結果 相談員における大分類の1日当たりの平均累積時間では,1位「ケアワーク」169.61±103.88分は全体平均総和の百分率30.5%で最も多く,続いて2位「間接業務」109.00±77.77分(19.6%),3位「チームマネジメント」72.69±68.97分(13.1%)の順であった。相談員の1回当たりの平均発生時間では,1位「アセスメント」59.25±37.45分は全体の平均総和13.6%が最も多く,続いて2位「職員研修」49.38±29.17分(11.4%),3位「契約」31.67±14.04分(7.3%)の順であった。相談員と施設ケアマネの1日当たりの平均累積時間と平均発生回数の有意差の検定をした結果,相談員には,「施設運営管理等(p<0.01)」「地域との連携(p<0.01)」「ニーズの把握(p<0.01)」「スーパービジョン(p<0.01)」「チームマネジメント(p<0.05)」「権利擁護(p<0.05)」に統計的有意差が認められ,施設ケアマネは「ケアワーク(p<0.01)」のみに統計的有意差を認めた。

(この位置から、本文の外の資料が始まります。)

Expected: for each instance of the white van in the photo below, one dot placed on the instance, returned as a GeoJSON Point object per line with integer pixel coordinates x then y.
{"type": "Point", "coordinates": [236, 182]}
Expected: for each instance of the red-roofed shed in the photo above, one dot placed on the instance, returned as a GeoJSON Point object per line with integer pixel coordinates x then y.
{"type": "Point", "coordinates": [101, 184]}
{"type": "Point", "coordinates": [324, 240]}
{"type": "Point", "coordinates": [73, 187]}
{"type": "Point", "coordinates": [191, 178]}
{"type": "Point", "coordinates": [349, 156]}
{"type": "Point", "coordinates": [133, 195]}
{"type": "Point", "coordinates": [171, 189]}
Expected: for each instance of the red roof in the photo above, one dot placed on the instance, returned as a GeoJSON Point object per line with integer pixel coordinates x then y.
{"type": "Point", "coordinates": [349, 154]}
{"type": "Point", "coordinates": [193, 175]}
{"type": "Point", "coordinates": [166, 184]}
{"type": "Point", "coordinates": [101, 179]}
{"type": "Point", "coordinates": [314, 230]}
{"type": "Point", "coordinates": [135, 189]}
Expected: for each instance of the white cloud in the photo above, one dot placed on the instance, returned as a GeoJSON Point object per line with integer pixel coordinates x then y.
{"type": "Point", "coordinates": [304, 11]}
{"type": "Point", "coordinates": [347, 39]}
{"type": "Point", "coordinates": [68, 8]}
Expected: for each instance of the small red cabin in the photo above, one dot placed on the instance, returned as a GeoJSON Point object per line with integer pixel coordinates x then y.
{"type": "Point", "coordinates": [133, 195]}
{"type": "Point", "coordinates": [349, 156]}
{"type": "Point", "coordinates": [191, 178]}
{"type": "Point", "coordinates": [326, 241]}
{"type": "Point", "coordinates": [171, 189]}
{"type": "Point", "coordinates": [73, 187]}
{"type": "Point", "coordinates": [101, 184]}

結論 ソーシャルワークにおける1日当たりの平均累積時間は,業務時間の標準化となるが,その専門性は評価が困難であった。1回当たりの平均発生時間が,1日当たりの平均累積時間より長い業務は,ソーシャルワークの専門性を評価するものと考える。施設内ソーシャルワークとケアマネジメント業務に有意差がみられた業務は,分業による特異性が高いと考える。